黑子捋捋胡子,似乎也很得意。
“你們太陰暗了,”周游搖搖頭道,“人家兩人性情相近,正好投脾氣,一開始不了解可以有些齟齬,但時間長了,了解多了,最終會成為朋友的。”
“這只是你一廂情愿吧,”桿兒強笑嘻嘻道,“再說了,就算人家兩個相處和諧,跟你也沒一毛錢關系呀!”
“怎么就沒有……”周游不服氣,正要再爭論幾句,卻只覺一聲暴喝在自己耳邊炸裂:“我叫你聽見沒有!”
周游捂著自己耳朵,急忙對著蘇也點頭哈腰道:“對對……對不起,我剛才和桿兒強說話,沒聽到……”
江月心瞥了周游和桿兒強一眼,道:“都什么時候了,還有心思聊閑天?還說那么熱鬧?”
桿兒強眼觀鼻鼻觀心,假裝又回歸了他老槐樹的本體,一副充耳不聞的樣子。
周游趕緊問道:“叫我什么事兒?”
蘇也沒再跟他計較,只伸出手來,將什么東西遞給了周游,道:“剩下的這幾張勝火符你且拿著,看見蝽蛭近了就扔出去。
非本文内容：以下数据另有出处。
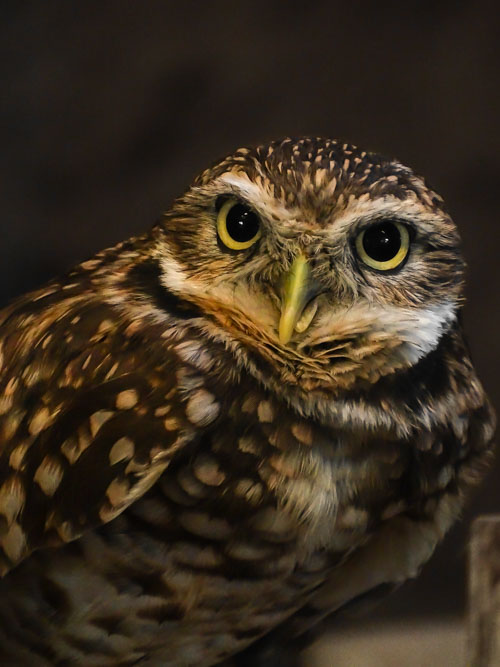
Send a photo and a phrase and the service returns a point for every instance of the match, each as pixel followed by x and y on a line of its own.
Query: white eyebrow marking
pixel 366 209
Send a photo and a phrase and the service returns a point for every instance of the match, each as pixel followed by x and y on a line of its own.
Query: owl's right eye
pixel 238 226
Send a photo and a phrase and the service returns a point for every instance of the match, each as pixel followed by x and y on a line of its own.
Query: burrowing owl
pixel 235 424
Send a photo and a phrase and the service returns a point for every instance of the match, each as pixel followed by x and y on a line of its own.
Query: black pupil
pixel 242 224
pixel 382 242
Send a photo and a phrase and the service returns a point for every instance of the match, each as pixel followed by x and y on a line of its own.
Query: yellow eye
pixel 238 226
pixel 384 245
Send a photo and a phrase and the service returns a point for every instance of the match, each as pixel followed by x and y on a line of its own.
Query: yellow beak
pixel 295 296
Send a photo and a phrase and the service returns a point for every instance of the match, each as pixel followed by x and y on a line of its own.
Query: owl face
pixel 316 263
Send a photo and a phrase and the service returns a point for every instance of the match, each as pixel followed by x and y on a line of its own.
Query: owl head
pixel 316 264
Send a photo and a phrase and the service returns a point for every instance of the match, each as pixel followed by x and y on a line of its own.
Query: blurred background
pixel 109 108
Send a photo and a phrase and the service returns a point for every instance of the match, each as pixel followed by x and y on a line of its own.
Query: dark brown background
pixel 109 108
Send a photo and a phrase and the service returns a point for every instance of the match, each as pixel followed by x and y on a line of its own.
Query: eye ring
pixel 238 226
pixel 384 245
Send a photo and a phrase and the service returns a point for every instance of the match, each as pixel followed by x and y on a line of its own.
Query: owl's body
pixel 184 469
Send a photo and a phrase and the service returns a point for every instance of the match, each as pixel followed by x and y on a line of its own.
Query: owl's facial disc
pixel 326 263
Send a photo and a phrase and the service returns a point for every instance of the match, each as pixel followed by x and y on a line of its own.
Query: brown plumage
pixel 204 444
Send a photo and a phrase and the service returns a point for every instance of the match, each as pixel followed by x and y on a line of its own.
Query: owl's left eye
pixel 238 226
pixel 384 245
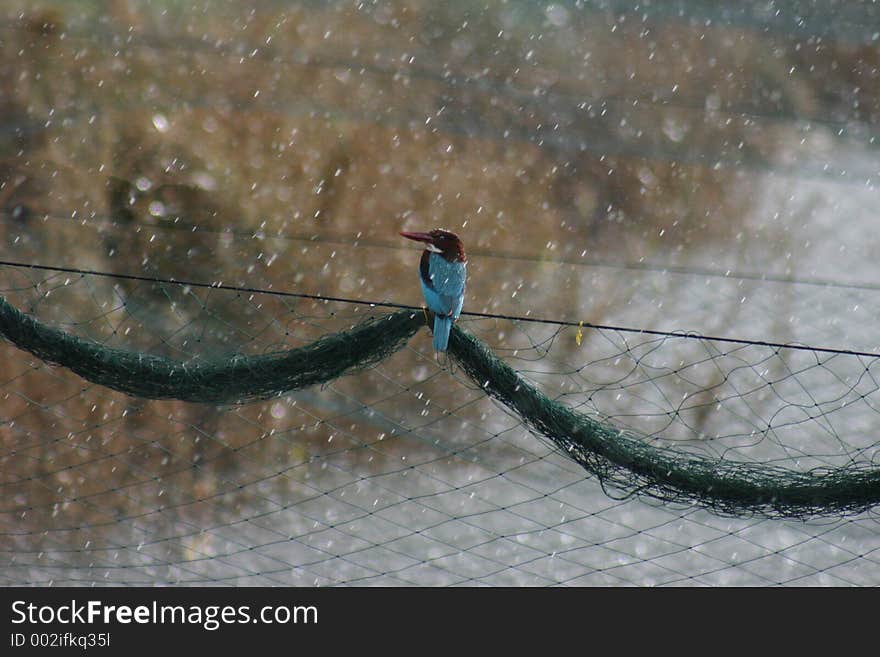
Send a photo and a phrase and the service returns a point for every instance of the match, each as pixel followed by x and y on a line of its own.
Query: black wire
pixel 645 266
pixel 689 335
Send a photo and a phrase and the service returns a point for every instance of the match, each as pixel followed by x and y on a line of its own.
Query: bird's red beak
pixel 418 237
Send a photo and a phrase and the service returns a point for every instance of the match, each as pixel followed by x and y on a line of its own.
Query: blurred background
pixel 671 166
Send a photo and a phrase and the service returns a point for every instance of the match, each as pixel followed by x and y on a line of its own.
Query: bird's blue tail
pixel 442 326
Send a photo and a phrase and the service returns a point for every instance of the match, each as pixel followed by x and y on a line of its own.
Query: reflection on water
pixel 602 164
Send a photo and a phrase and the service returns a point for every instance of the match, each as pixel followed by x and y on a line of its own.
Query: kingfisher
pixel 443 273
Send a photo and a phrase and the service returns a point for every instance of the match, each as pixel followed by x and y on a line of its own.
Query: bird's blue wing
pixel 444 289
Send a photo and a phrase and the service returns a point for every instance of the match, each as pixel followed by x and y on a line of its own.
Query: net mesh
pixel 198 201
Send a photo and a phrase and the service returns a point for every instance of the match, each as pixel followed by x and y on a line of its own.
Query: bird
pixel 443 274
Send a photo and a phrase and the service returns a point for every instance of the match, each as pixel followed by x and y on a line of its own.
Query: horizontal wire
pixel 690 335
pixel 644 266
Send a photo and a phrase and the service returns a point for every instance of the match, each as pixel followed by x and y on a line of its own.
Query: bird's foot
pixel 429 317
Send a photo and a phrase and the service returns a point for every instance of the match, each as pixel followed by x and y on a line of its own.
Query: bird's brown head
pixel 444 242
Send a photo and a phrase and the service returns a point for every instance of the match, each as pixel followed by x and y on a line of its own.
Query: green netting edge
pixel 621 460
pixel 231 380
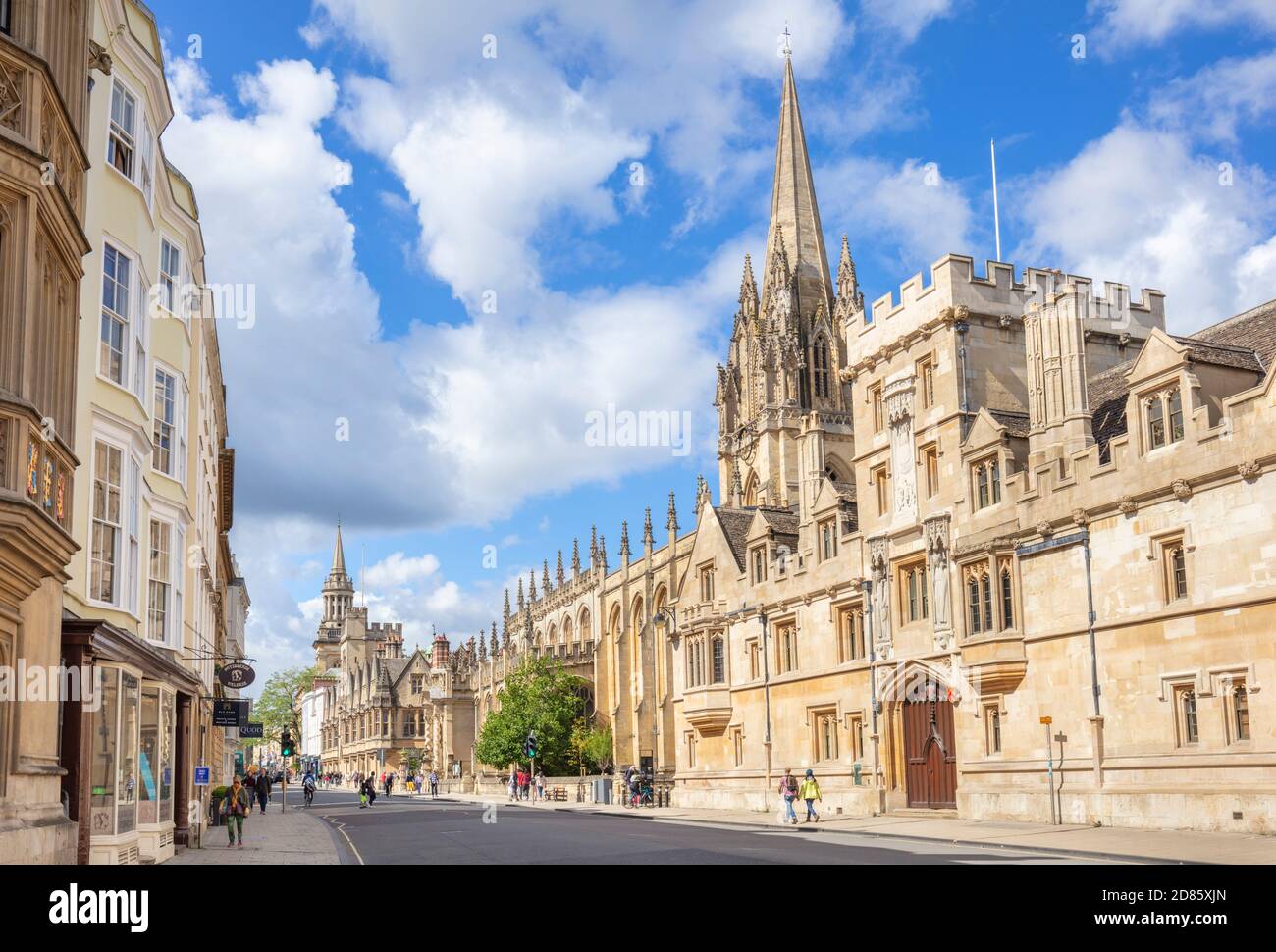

我要你確保,在我們制器的過程中,不能被蝽蛭給打擾到。”
“保證完成任務!”周游急忙拍胸脯。
幾人重新站位,周游和桿兒強站在前頭,直面蜂擁而至的蝽蛭;蘇也和江月心則被他們兩個擋在后頭,加緊制作水精材質的玉瓶。
蘇也剛才扔出去的勝火符所引起的火線,已經漸漸熄滅,蝽蛭們只在原地略微轉了幾個圈,便毫無畏懼地爬過它們的同類燃燒所成的灰燼,朝著周游等人涌來。此時江月心已經取出了水精,蘇也則正在按照玉瓶的制器方法為之賦形、注入符咒,因此二人的真氣靈息不可避免地逸出在了通道之內,不光無度琉璃急不可耐地閃爍明晦不定,地上的那些蝽蛭更是像聽見開飯鐘聲的餓狗,加了勁兒,撒了歡兒的,循著真氣靈息的軌跡來源,攢足了勁兒的往前沖著。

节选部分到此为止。